Après l'éclatement des conflits, Washington n'a rien fait pour apaiser la situation. Il n'a cessé, d'une part, d'appliquer de nouvelles salves de sanctions économiques et financières contre la Russie et d'autre part, de fournir des aides militaires massives à l'Ukraine. Les raisons en sont simples. Plus la guerre traîne, plus le C.M.I. peut faire fortune. Dans le sang et les décombres, les membres du C.M.I. ont vu des opportunités de ventes internationales. La diplomatie américaine a joué son rôle et les résultats sont au rendez-vous : Les pays d'Europe ont déboursé sans compter dans leurs livraisons de matériel militaire, et même l'Allemagne, historiquement réticente à fournir des armes à des belligérants dans des zones de conflit, a opéré un changement majeur dans sa stratégie et est devenue l'un des principaux exportateurs d'armes en Ukraine.
L'europe se bat tous les jours pour gérer les conséquences de la guerre : flambée des prix de l'énergie, rupture des chaînes d'approvisionnement, afflux migratoire... alors que de l'autre côté de l'Atlantique, les fabricants d'armes se frottent les mains pour décrocher les contrats de vente.
LES INTERETS AU-DESSUS DU PEUPLE
Au cours des 20 dernières années, les grands groupes d'armement ont dépensé au total 2,5 milliards de dollars sur le lobbying. Pendant les cinq dernières années, ils ont recruté en moyenne 700 personnes par an à cette fin, plus nombreuses que les parlementaires des deux chambres réunies. Il est monnaie courante que les anciens officiels de haut rang occupent des fonctions importantes dans les entreprises militaires.
Voilà pourquoi, en dépit de leurs divergences politiques, les démocrates et républicains ont toujours pu s'entendre sur le budget de la défense. Le 10 mars a été adopté un projet de loi de finances 2022 qui comprend une enveloppe faramineuse de 782 milliards de dollars dédiée à la défense, soit une hausse de 5,6% par rapport à l'année précédente. Les dépenses anti-COVID de 15,6 milliards de dollars ont été retirées, au moment où on comptait environ 80 millions de personnes contaminées et près d'un million de décès enregistrés dans le pays.

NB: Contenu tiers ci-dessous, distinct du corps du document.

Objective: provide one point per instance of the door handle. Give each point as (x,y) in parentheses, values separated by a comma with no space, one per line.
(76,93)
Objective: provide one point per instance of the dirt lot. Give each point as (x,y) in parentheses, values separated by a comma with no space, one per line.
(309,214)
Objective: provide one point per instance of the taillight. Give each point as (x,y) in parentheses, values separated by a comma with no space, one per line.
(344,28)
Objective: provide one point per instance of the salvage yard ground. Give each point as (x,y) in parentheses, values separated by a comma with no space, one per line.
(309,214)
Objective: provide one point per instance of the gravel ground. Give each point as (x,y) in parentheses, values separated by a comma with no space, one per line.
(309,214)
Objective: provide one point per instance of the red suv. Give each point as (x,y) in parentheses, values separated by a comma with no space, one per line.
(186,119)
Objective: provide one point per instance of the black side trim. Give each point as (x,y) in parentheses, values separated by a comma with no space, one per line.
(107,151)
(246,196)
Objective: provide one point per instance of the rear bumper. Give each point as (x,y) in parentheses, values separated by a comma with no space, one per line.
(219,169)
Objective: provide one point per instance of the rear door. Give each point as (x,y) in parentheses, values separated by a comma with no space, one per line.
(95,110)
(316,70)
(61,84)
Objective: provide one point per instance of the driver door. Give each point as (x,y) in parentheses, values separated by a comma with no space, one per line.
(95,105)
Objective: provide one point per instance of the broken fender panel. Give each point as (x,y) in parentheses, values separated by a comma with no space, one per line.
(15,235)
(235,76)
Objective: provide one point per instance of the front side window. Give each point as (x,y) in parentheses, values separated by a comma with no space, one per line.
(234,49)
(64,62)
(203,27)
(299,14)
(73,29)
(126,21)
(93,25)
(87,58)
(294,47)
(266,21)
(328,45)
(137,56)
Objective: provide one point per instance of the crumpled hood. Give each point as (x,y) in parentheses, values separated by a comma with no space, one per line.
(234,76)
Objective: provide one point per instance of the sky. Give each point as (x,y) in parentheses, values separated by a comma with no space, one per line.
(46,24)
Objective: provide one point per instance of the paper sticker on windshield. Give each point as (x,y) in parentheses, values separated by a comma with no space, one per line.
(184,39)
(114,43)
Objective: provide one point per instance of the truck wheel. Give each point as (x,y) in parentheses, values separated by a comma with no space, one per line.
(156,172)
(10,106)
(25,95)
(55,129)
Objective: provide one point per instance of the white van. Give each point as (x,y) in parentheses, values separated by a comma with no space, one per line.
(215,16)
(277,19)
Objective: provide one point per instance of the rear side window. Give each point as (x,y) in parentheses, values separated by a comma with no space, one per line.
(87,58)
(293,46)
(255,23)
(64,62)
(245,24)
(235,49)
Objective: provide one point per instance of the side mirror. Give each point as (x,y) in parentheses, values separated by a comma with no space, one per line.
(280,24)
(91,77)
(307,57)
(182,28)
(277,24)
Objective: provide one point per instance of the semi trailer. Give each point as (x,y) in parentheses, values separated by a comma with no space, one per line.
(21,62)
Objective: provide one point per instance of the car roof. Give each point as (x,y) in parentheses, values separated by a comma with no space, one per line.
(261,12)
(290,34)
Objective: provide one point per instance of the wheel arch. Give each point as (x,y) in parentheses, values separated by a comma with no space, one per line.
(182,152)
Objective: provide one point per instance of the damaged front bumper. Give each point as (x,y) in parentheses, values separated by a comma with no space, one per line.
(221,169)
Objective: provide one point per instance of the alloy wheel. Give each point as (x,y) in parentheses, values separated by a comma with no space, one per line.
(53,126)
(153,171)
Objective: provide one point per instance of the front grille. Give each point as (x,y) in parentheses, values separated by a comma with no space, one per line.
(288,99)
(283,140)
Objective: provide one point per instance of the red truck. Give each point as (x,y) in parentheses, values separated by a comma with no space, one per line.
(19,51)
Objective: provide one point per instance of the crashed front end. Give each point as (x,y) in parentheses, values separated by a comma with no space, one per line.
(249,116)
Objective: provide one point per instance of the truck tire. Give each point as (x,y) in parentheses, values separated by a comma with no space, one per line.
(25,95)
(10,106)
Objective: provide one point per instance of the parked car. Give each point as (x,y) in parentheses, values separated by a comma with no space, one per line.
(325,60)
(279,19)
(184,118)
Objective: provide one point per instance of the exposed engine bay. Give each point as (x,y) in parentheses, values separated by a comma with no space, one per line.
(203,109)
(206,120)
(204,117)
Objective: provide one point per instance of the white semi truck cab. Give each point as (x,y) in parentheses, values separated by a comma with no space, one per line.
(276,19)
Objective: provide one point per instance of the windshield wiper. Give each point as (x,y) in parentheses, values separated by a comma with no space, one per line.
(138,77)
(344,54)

On ne peut s'empêcher de se demander comment est-il possible que les Etats-Unis, connus comme défenseur des droits de l'homme, n'ont pas d'argent pour protéger la santé de leur peuple alors qu'ils en ont suffisamment pour mener une guerre proxy dans un pays situé à des milliers de kilomètres de chez eux, sachant que ces dépenses militaires colossales auraient pu être investies dans la santé publique, la gestion des impacts du changement climatique et la réduction du niveau record d'inégalité des revenus.
Le C.M.I., aussi puissant soit-il, est-il capable de protéger la sécurité des Etats-Unis ? La réponse est évidemment non. Bien au contraire, il verrouille le système, prend en otage l'économie et externalise les problèmes intérieurs. Résultats : à l'extérieur, les Etats-Unis s'enlisent dans le bourbier de la guerre et provoquent une colère croissante des peuples du monde, et à l'intérieur, la prolifération des armes à feu sans cesse dénoncée perdure et la bannière étoilée mise en berne ne saurait empêcher des coups de fusil d'être tirés dans des campus.
De par son appétit insatiable pour le profit, le C.M.I. tourne comme une machine à mouvement perpétuel, spécialisée dans la production des misères. Aussi ardue soit-elle, une lutte contre cette machine à guerre vaut la peine d'être menée, car une chose est claire : toute nouvelle ruée vers l'or des dépenses de "défense" est un désastre pour chacun d'entre nous qui n'est pas partie prenante de ce complexe.
(Yi Da est un spécialiste chinois des relations internationales.)